4. Use strong passwords. This one seems incredibly obvious. But the most frequently used password is “password.” Many people use their name or their children’s name and birthdates, which can be stolen once a hacker gains personal information about them. Make sure employees are educated on setting long and complex passwords, and not to use factory passwords, and ensure multi-factor authentication is enabled.
5. Multi-factor authentication. (Also known as MFA or sometimes called two-factor authentication or 2FA.)  Requires employees to use two pieces of evidence, or credentials when logging in to an account. Credentials could be: something you create (like a password or PIN), something you have (like a smart card), or something you are (like Face ID or your fingerprint).  Most likely employees are already experiencing this logging into their bank, which typically requires an app or will generate a one-time code that they enter to gain access.  Whenever possible, encourage employees to set up multi-factor authentication.
6. Make sure to use a secure VPN when on public Wi-Fi. Many employees working at a coffee shop or airport will simply connect to unsecured Wi-Fi, which makes them an easy mark for hackers, who can gain access to emails or account information sent over the internet. Make sure employees understand the importance of using a company virtual private network, which will encrypt their data.
7. Browse safely. Even during work hours, employees may be visiting any number of personal sites or even downloading unauthorized software, a perfect opportunity for “drive-by downloading”, which involves a malicious payload being installed as part of an attachment or URL. Make sure employees understand the importance of avoiding suspicious sites and reading popups carefully before clicking.
8. Don’t disclose personal information to unknown people. Many ransomware attackers collect personal information from employees via phone calls, text messages, or email. They use that personal information to send phishing emails. Educate employees on the need to refrain from sharing their personal information with anyone they don’t know.
9. Be aware of social engineering tactics. Related to the point above, social engineering involves manipulating people to gain their login credentials, by asking for urgent assistance or for a donation to a seemingly worthy cause. Make sure employees understand how social engineering works and be distrustful by default.
10. Be careful plugging USB sticks into your computer. Yes, even USB sticks are part of the attack surface. TrytoCry and Spora are two examples of ransomware strains that spread by USB sticks. A good company policy is to only allow employees to use company-issued USB sticks, or avoid them completely.

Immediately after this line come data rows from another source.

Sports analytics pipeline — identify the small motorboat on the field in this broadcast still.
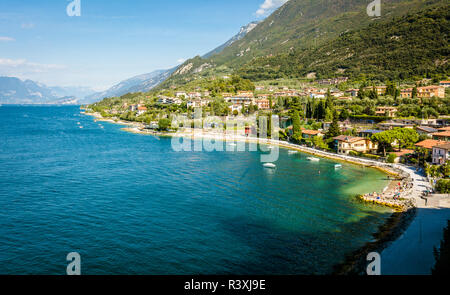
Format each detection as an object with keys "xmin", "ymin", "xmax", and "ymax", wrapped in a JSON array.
[
  {"xmin": 307, "ymin": 157, "xmax": 320, "ymax": 162},
  {"xmin": 263, "ymin": 163, "xmax": 277, "ymax": 169}
]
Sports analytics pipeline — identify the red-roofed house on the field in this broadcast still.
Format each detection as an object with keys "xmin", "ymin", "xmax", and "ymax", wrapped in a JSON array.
[
  {"xmin": 333, "ymin": 135, "xmax": 378, "ymax": 155},
  {"xmin": 433, "ymin": 131, "xmax": 450, "ymax": 141},
  {"xmin": 302, "ymin": 129, "xmax": 324, "ymax": 139},
  {"xmin": 432, "ymin": 142, "xmax": 450, "ymax": 165}
]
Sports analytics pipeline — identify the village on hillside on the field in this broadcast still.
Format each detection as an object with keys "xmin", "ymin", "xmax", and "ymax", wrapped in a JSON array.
[{"xmin": 87, "ymin": 77, "xmax": 450, "ymax": 194}]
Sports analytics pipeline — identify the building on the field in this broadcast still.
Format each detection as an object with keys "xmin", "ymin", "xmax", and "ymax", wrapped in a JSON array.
[
  {"xmin": 439, "ymin": 81, "xmax": 450, "ymax": 88},
  {"xmin": 358, "ymin": 129, "xmax": 383, "ymax": 138},
  {"xmin": 432, "ymin": 131, "xmax": 450, "ymax": 141},
  {"xmin": 416, "ymin": 126, "xmax": 438, "ymax": 137},
  {"xmin": 345, "ymin": 89, "xmax": 359, "ymax": 97},
  {"xmin": 432, "ymin": 142, "xmax": 450, "ymax": 165},
  {"xmin": 302, "ymin": 129, "xmax": 325, "ymax": 139},
  {"xmin": 186, "ymin": 99, "xmax": 211, "ymax": 108},
  {"xmin": 333, "ymin": 135, "xmax": 378, "ymax": 155},
  {"xmin": 227, "ymin": 96, "xmax": 253, "ymax": 106},
  {"xmin": 417, "ymin": 86, "xmax": 445, "ymax": 98},
  {"xmin": 255, "ymin": 99, "xmax": 274, "ymax": 110},
  {"xmin": 337, "ymin": 96, "xmax": 353, "ymax": 101},
  {"xmin": 310, "ymin": 92, "xmax": 326, "ymax": 98},
  {"xmin": 375, "ymin": 107, "xmax": 398, "ymax": 118},
  {"xmin": 400, "ymin": 88, "xmax": 412, "ymax": 98},
  {"xmin": 378, "ymin": 122, "xmax": 414, "ymax": 131},
  {"xmin": 364, "ymin": 86, "xmax": 387, "ymax": 96},
  {"xmin": 317, "ymin": 77, "xmax": 348, "ymax": 85},
  {"xmin": 137, "ymin": 106, "xmax": 147, "ymax": 116},
  {"xmin": 175, "ymin": 91, "xmax": 187, "ymax": 97},
  {"xmin": 237, "ymin": 91, "xmax": 254, "ymax": 98},
  {"xmin": 415, "ymin": 139, "xmax": 445, "ymax": 151},
  {"xmin": 230, "ymin": 104, "xmax": 242, "ymax": 113},
  {"xmin": 220, "ymin": 92, "xmax": 234, "ymax": 98},
  {"xmin": 158, "ymin": 97, "xmax": 183, "ymax": 105},
  {"xmin": 188, "ymin": 92, "xmax": 202, "ymax": 98}
]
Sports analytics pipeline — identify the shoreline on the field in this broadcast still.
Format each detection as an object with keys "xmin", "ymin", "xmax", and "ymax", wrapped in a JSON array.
[{"xmin": 83, "ymin": 113, "xmax": 432, "ymax": 275}]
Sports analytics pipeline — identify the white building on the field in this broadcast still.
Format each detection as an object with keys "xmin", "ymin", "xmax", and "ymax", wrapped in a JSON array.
[{"xmin": 432, "ymin": 142, "xmax": 450, "ymax": 165}]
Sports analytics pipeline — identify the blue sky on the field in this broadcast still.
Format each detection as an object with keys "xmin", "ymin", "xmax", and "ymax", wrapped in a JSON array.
[{"xmin": 0, "ymin": 0, "xmax": 286, "ymax": 89}]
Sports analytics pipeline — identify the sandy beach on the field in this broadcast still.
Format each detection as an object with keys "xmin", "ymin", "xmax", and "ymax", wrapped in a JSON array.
[{"xmin": 86, "ymin": 113, "xmax": 450, "ymax": 275}]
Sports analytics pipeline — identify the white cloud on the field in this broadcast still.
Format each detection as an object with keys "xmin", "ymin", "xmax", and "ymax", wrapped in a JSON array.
[
  {"xmin": 256, "ymin": 0, "xmax": 289, "ymax": 16},
  {"xmin": 20, "ymin": 23, "xmax": 35, "ymax": 30},
  {"xmin": 0, "ymin": 58, "xmax": 66, "ymax": 77},
  {"xmin": 0, "ymin": 36, "xmax": 16, "ymax": 42}
]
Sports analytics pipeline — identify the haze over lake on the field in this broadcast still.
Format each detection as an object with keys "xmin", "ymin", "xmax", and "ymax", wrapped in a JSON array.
[{"xmin": 0, "ymin": 106, "xmax": 390, "ymax": 274}]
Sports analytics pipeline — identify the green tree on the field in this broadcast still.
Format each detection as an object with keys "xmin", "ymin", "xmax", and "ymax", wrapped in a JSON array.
[
  {"xmin": 158, "ymin": 118, "xmax": 172, "ymax": 131},
  {"xmin": 326, "ymin": 116, "xmax": 341, "ymax": 138},
  {"xmin": 371, "ymin": 131, "xmax": 394, "ymax": 156}
]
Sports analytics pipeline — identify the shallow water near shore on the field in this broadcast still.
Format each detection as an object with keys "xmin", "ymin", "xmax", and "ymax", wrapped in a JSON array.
[{"xmin": 0, "ymin": 106, "xmax": 391, "ymax": 274}]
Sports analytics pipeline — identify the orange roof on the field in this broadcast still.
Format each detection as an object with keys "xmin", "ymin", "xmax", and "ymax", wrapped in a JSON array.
[
  {"xmin": 415, "ymin": 139, "xmax": 445, "ymax": 150},
  {"xmin": 432, "ymin": 130, "xmax": 450, "ymax": 137},
  {"xmin": 434, "ymin": 142, "xmax": 450, "ymax": 150},
  {"xmin": 393, "ymin": 150, "xmax": 414, "ymax": 157},
  {"xmin": 302, "ymin": 130, "xmax": 321, "ymax": 135},
  {"xmin": 333, "ymin": 135, "xmax": 366, "ymax": 142}
]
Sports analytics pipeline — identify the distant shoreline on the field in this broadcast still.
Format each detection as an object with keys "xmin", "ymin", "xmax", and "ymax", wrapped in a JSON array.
[{"xmin": 83, "ymin": 113, "xmax": 426, "ymax": 275}]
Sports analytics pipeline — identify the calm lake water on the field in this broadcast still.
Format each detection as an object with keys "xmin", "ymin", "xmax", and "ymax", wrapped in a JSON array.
[{"xmin": 0, "ymin": 106, "xmax": 389, "ymax": 274}]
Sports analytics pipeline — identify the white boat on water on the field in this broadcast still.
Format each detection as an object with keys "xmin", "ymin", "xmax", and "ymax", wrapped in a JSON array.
[
  {"xmin": 307, "ymin": 157, "xmax": 320, "ymax": 162},
  {"xmin": 263, "ymin": 163, "xmax": 277, "ymax": 169}
]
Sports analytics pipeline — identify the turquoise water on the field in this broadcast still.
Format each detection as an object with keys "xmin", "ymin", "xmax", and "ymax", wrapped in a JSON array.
[{"xmin": 0, "ymin": 106, "xmax": 389, "ymax": 274}]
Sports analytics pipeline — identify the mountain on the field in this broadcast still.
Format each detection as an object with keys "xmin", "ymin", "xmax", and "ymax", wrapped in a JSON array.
[
  {"xmin": 87, "ymin": 68, "xmax": 176, "ymax": 101},
  {"xmin": 203, "ymin": 21, "xmax": 260, "ymax": 58},
  {"xmin": 49, "ymin": 86, "xmax": 96, "ymax": 101},
  {"xmin": 0, "ymin": 77, "xmax": 58, "ymax": 104},
  {"xmin": 239, "ymin": 3, "xmax": 450, "ymax": 81},
  {"xmin": 0, "ymin": 77, "xmax": 99, "ymax": 104},
  {"xmin": 157, "ymin": 0, "xmax": 448, "ymax": 90}
]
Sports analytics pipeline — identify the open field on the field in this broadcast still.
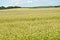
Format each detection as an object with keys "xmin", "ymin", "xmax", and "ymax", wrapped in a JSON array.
[{"xmin": 0, "ymin": 8, "xmax": 60, "ymax": 40}]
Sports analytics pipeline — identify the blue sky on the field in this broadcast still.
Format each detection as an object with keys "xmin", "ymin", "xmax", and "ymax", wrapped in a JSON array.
[{"xmin": 0, "ymin": 0, "xmax": 60, "ymax": 7}]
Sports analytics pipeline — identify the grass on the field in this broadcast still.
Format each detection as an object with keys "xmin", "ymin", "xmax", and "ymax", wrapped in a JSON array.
[{"xmin": 0, "ymin": 8, "xmax": 60, "ymax": 40}]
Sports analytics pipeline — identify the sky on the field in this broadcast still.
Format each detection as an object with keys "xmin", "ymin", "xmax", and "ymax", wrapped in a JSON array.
[{"xmin": 0, "ymin": 0, "xmax": 60, "ymax": 7}]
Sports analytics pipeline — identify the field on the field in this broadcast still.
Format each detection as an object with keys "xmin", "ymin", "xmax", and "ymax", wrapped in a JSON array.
[{"xmin": 0, "ymin": 8, "xmax": 60, "ymax": 40}]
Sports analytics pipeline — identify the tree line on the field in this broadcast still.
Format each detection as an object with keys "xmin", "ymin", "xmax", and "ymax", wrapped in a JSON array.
[{"xmin": 0, "ymin": 5, "xmax": 60, "ymax": 9}]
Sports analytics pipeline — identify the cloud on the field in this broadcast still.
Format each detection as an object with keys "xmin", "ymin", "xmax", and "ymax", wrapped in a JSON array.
[
  {"xmin": 35, "ymin": 0, "xmax": 47, "ymax": 3},
  {"xmin": 10, "ymin": 0, "xmax": 33, "ymax": 6}
]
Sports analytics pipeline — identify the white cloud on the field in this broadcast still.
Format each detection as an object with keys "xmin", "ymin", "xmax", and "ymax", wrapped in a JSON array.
[{"xmin": 35, "ymin": 0, "xmax": 47, "ymax": 3}]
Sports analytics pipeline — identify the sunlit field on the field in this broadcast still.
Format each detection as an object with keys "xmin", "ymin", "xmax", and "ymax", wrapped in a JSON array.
[{"xmin": 0, "ymin": 8, "xmax": 60, "ymax": 40}]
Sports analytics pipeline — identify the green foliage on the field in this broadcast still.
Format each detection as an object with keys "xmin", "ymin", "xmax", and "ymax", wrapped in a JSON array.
[{"xmin": 0, "ymin": 8, "xmax": 60, "ymax": 40}]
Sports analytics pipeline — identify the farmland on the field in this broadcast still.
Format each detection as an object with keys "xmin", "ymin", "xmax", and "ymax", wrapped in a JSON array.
[{"xmin": 0, "ymin": 8, "xmax": 60, "ymax": 40}]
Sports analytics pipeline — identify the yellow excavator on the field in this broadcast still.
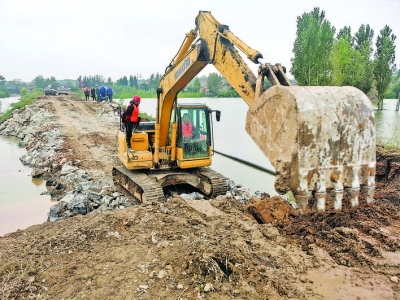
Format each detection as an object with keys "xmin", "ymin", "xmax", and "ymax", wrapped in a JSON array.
[{"xmin": 113, "ymin": 11, "xmax": 376, "ymax": 210}]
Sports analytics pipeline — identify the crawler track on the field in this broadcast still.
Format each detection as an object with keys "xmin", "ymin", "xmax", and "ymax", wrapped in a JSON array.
[{"xmin": 112, "ymin": 166, "xmax": 229, "ymax": 203}]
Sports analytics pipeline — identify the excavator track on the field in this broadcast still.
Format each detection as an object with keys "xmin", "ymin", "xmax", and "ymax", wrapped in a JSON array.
[
  {"xmin": 112, "ymin": 166, "xmax": 165, "ymax": 203},
  {"xmin": 198, "ymin": 168, "xmax": 229, "ymax": 198},
  {"xmin": 112, "ymin": 166, "xmax": 229, "ymax": 203}
]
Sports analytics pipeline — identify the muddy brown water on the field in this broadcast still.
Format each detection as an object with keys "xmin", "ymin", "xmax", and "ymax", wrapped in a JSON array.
[
  {"xmin": 0, "ymin": 136, "xmax": 54, "ymax": 236},
  {"xmin": 0, "ymin": 97, "xmax": 400, "ymax": 236}
]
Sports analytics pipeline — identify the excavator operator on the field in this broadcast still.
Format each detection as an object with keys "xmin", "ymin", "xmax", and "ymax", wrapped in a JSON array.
[
  {"xmin": 121, "ymin": 95, "xmax": 141, "ymax": 149},
  {"xmin": 182, "ymin": 113, "xmax": 193, "ymax": 141}
]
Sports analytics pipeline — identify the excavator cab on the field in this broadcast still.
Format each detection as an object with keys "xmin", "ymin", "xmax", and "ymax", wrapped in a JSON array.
[
  {"xmin": 113, "ymin": 11, "xmax": 376, "ymax": 211},
  {"xmin": 177, "ymin": 104, "xmax": 220, "ymax": 168}
]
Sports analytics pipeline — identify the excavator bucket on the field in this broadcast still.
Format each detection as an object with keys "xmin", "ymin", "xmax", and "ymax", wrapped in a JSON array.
[{"xmin": 246, "ymin": 85, "xmax": 376, "ymax": 211}]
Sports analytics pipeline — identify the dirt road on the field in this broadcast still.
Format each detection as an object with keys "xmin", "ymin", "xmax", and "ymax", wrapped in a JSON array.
[{"xmin": 0, "ymin": 96, "xmax": 400, "ymax": 299}]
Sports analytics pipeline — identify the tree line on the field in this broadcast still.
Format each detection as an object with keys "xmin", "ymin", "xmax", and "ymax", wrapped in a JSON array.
[{"xmin": 290, "ymin": 7, "xmax": 400, "ymax": 109}]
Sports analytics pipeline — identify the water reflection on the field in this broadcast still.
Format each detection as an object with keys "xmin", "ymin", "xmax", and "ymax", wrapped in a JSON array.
[{"xmin": 0, "ymin": 135, "xmax": 54, "ymax": 236}]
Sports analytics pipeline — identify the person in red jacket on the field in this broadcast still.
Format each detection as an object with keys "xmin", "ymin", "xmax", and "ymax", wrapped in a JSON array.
[
  {"xmin": 121, "ymin": 96, "xmax": 141, "ymax": 149},
  {"xmin": 182, "ymin": 113, "xmax": 193, "ymax": 141}
]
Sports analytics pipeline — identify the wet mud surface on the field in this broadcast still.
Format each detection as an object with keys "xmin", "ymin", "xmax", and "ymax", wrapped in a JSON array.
[{"xmin": 0, "ymin": 97, "xmax": 400, "ymax": 299}]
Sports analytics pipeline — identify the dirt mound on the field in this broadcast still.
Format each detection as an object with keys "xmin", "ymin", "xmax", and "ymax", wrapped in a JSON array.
[
  {"xmin": 0, "ymin": 96, "xmax": 400, "ymax": 299},
  {"xmin": 0, "ymin": 197, "xmax": 313, "ymax": 299},
  {"xmin": 278, "ymin": 200, "xmax": 400, "ymax": 267}
]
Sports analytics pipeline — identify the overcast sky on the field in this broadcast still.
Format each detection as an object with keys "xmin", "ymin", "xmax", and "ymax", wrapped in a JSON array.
[{"xmin": 0, "ymin": 0, "xmax": 400, "ymax": 81}]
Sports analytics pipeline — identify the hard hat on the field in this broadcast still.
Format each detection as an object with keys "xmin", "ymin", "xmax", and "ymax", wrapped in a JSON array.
[{"xmin": 132, "ymin": 95, "xmax": 140, "ymax": 103}]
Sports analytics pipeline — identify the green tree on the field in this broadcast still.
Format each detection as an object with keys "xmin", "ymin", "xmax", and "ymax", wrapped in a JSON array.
[
  {"xmin": 336, "ymin": 26, "xmax": 353, "ymax": 46},
  {"xmin": 193, "ymin": 77, "xmax": 200, "ymax": 92},
  {"xmin": 139, "ymin": 82, "xmax": 149, "ymax": 91},
  {"xmin": 374, "ymin": 25, "xmax": 396, "ymax": 110},
  {"xmin": 129, "ymin": 75, "xmax": 139, "ymax": 89},
  {"xmin": 207, "ymin": 73, "xmax": 222, "ymax": 96},
  {"xmin": 354, "ymin": 24, "xmax": 374, "ymax": 94},
  {"xmin": 116, "ymin": 76, "xmax": 128, "ymax": 86},
  {"xmin": 149, "ymin": 74, "xmax": 158, "ymax": 90},
  {"xmin": 291, "ymin": 7, "xmax": 336, "ymax": 85},
  {"xmin": 354, "ymin": 24, "xmax": 374, "ymax": 52}
]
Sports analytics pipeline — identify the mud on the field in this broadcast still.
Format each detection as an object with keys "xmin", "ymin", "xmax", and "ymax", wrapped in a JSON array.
[{"xmin": 0, "ymin": 97, "xmax": 400, "ymax": 299}]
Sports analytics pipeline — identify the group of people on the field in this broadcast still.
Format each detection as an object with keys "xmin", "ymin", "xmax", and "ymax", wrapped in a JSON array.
[{"xmin": 83, "ymin": 86, "xmax": 114, "ymax": 102}]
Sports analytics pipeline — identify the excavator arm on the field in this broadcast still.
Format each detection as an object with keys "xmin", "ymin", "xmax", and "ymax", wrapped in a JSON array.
[{"xmin": 153, "ymin": 11, "xmax": 375, "ymax": 210}]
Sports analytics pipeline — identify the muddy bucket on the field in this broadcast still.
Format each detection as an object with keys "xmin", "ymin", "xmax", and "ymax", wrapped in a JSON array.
[{"xmin": 246, "ymin": 86, "xmax": 376, "ymax": 210}]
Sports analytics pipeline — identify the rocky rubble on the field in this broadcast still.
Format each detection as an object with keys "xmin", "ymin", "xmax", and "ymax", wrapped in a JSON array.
[{"xmin": 0, "ymin": 98, "xmax": 137, "ymax": 221}]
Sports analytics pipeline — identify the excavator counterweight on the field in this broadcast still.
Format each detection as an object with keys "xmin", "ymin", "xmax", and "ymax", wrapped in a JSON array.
[{"xmin": 113, "ymin": 11, "xmax": 376, "ymax": 211}]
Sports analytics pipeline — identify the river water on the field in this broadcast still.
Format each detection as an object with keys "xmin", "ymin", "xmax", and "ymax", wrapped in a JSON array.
[{"xmin": 0, "ymin": 97, "xmax": 400, "ymax": 236}]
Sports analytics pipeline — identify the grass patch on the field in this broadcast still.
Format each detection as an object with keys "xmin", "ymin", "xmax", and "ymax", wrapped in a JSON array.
[{"xmin": 0, "ymin": 89, "xmax": 43, "ymax": 124}]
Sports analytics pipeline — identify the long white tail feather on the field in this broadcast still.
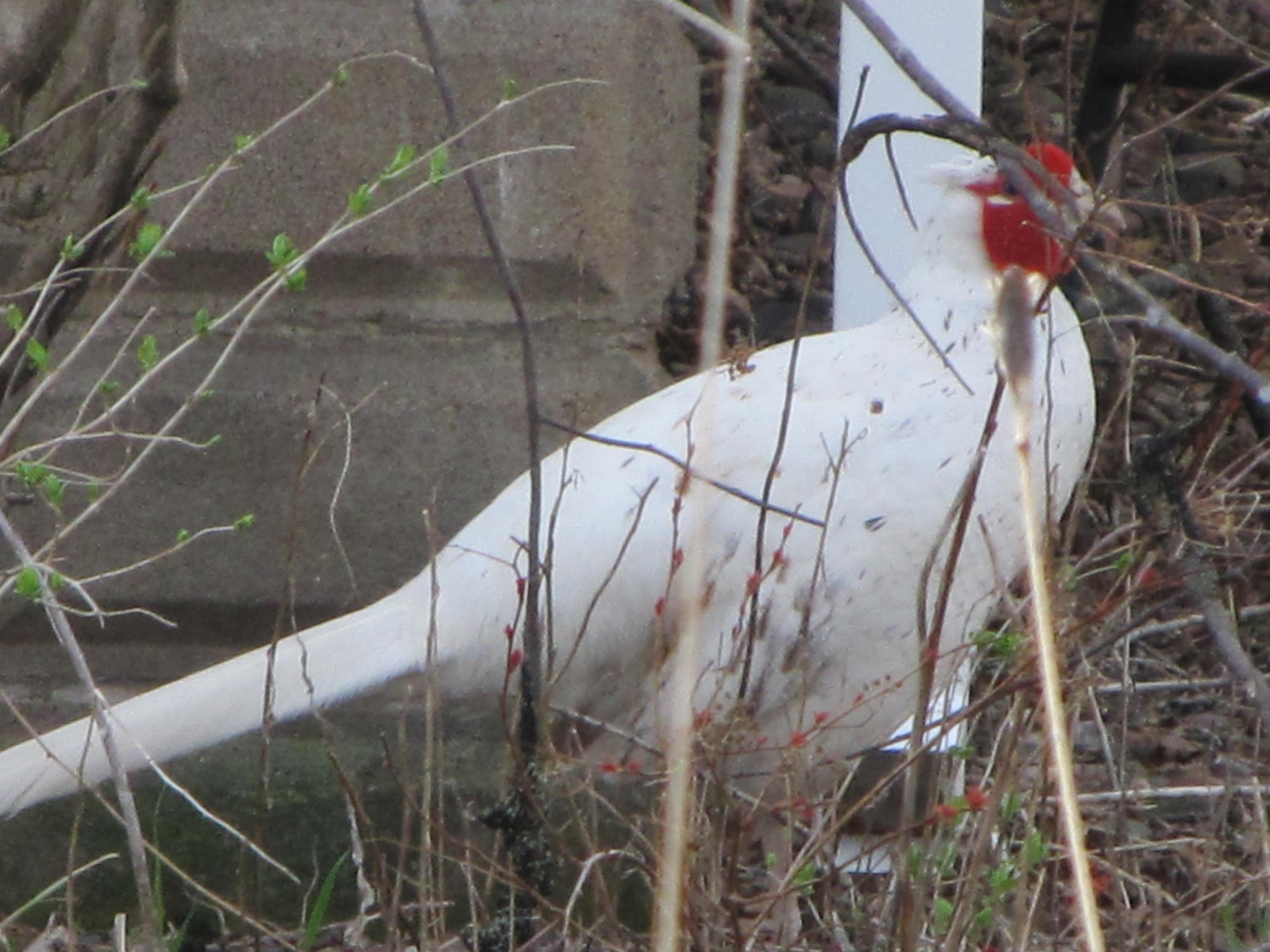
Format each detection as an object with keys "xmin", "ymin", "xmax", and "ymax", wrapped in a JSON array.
[
  {"xmin": 0, "ymin": 153, "xmax": 1093, "ymax": 815},
  {"xmin": 0, "ymin": 579, "xmax": 428, "ymax": 815}
]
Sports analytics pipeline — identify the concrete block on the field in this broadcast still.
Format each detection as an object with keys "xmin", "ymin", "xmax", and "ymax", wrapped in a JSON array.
[{"xmin": 7, "ymin": 0, "xmax": 697, "ymax": 639}]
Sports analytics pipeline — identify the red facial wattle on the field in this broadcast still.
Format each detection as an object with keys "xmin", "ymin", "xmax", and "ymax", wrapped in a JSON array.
[{"xmin": 972, "ymin": 142, "xmax": 1076, "ymax": 279}]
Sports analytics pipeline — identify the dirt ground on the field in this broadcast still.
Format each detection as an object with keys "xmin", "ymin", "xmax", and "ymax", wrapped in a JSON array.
[
  {"xmin": 10, "ymin": 0, "xmax": 1270, "ymax": 952},
  {"xmin": 659, "ymin": 0, "xmax": 1270, "ymax": 949}
]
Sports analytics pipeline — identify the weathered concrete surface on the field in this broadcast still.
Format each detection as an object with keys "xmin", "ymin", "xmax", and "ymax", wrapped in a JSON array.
[
  {"xmin": 0, "ymin": 0, "xmax": 698, "ymax": 912},
  {"xmin": 0, "ymin": 0, "xmax": 697, "ymax": 627}
]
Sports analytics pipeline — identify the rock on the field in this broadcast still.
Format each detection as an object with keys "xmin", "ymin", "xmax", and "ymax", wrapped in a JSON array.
[
  {"xmin": 1177, "ymin": 152, "xmax": 1247, "ymax": 204},
  {"xmin": 755, "ymin": 85, "xmax": 837, "ymax": 145}
]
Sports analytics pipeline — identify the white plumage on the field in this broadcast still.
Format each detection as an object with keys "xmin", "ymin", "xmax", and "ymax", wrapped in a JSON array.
[{"xmin": 0, "ymin": 149, "xmax": 1093, "ymax": 814}]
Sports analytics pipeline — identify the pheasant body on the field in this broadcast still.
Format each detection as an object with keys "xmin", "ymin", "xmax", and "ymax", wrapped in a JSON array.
[{"xmin": 0, "ymin": 151, "xmax": 1093, "ymax": 814}]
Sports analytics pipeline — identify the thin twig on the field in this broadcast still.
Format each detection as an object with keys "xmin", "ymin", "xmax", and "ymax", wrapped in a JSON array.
[
  {"xmin": 995, "ymin": 266, "xmax": 1105, "ymax": 952},
  {"xmin": 653, "ymin": 0, "xmax": 751, "ymax": 952},
  {"xmin": 542, "ymin": 416, "xmax": 824, "ymax": 530},
  {"xmin": 0, "ymin": 510, "xmax": 159, "ymax": 949},
  {"xmin": 414, "ymin": 0, "xmax": 542, "ymax": 760}
]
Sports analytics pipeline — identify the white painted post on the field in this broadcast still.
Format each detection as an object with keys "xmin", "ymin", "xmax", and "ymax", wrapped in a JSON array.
[{"xmin": 833, "ymin": 0, "xmax": 983, "ymax": 330}]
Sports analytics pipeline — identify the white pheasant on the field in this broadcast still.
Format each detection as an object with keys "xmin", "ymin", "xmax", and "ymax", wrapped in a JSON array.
[{"xmin": 0, "ymin": 146, "xmax": 1093, "ymax": 815}]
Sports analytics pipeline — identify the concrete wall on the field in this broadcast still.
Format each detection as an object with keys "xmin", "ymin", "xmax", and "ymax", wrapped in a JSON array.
[{"xmin": 0, "ymin": 0, "xmax": 697, "ymax": 654}]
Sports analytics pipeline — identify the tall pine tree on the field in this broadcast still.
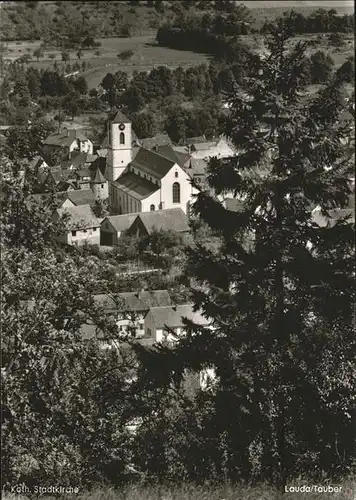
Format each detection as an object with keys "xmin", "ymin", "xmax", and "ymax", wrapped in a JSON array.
[{"xmin": 135, "ymin": 22, "xmax": 356, "ymax": 490}]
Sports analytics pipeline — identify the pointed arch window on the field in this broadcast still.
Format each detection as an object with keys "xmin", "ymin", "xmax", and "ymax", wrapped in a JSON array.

Good cybersecurity hygiene involves many components for both IT departments and employees themselves. Some of the above tips may seem basic, but ransomware attacks have become so disruptive that it’s time for companies to take their cybersecurity training efforts to a more urgent level. Microlearning or even gamification are both good ways to make training sessions more engaging.

Even an incremental increase in employee awareness could go a long way to preventing your company from being the next high-profile ransomware victim.